Sebastian...A ja mam pytanie odnośnie rowerku stacjonarnego i biegania, który sposob jest lepszy do odchudzania rowerek czy bieganie?? Robie rowniez brzuszki. wystarszylam sie czytajac,ze powoduja one powiekszenie brzucha, czy mam z nim calkowicie zrezygnowac ?
Karina chyba źle zrozumiałaś. Brzuszki warto robić, ładnie się ćwiczą mięśnie, ale specjalnie nie są efektywne do spalenia samej tkanki tłuszczowej. Dlatego lepiej dołączyć inne ćwiczenia, które dadzą rezultaty w odchudzaniu a te brzuszki ładnie napną mięśnie. Ja swego czasu robiłam 6 weidera.
co powiecie o basenie? czy pomaga w odchudzaniu?
ja zaczynam z ze 118 przy wzroście 186 jest troszkę nad wagi no nie mam dietę 1200 kalori dziennie 6 miesięcy musi wystarczyć dieta jest spoko 5 posiłków dzienne mały wysiłek fizyczny ale coś się muszę ruszać
Ja życzę powodzenia i trzymam kciuki! - za miesiąc zapytam Cię o efekty:)

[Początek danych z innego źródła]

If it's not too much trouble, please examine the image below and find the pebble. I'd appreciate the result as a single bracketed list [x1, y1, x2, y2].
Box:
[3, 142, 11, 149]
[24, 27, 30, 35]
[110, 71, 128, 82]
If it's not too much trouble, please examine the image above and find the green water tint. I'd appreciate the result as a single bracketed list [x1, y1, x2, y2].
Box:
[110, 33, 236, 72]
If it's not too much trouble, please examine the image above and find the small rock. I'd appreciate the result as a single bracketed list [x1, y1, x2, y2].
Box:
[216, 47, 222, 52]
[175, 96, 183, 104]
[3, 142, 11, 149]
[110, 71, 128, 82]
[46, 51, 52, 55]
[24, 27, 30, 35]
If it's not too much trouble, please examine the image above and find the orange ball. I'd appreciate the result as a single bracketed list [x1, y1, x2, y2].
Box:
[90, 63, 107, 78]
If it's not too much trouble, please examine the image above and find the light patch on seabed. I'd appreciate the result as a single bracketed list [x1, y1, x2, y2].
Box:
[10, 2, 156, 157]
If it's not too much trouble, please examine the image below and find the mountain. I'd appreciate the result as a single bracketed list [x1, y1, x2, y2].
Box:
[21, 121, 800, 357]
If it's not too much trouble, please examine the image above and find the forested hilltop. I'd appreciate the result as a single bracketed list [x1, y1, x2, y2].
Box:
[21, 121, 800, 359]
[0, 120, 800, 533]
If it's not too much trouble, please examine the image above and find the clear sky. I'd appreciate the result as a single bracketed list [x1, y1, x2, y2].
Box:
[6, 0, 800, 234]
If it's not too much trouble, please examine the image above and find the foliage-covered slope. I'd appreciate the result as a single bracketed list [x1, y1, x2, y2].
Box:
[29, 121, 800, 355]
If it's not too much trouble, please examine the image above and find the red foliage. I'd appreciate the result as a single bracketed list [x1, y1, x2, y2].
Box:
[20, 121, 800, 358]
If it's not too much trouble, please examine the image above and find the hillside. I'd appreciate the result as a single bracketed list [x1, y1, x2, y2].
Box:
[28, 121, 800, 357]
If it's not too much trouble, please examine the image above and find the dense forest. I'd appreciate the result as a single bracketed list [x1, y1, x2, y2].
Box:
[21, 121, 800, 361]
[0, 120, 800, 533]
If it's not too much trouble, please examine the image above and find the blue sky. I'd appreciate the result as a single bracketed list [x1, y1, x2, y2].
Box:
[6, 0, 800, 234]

też zacząłem. Tylko że siłownia rowerki bieżnia ciężarki, bo w domu to się siedzi i tylko mówi że się zaczyna. A na siłowni raźniej bo z kimś a nie samemu. samemu raz się chce a raz nie. Biegać bym biegał ale nie mam z kim....
na siłowni lepiej samemu ćwiczyć,bo z kimś to zamiast ćwiczyć to się plecie pierdoły
Ja się dołączam. Siłownia, rowerek i ograniczenia w posiłkach. Zamierzam schudnąć 8kg nie dłużej niż w dwa miesiące
Dziękuję za odpowiedź,już mnie uspokoiłaś, a więc brzuszki ćwiczę dalej i do tego inne ćwiczenia plus rowerek i oczywiście dieta. Będę co jakiś czas pisać o efektach :) Aby móc przez to motywować innych :)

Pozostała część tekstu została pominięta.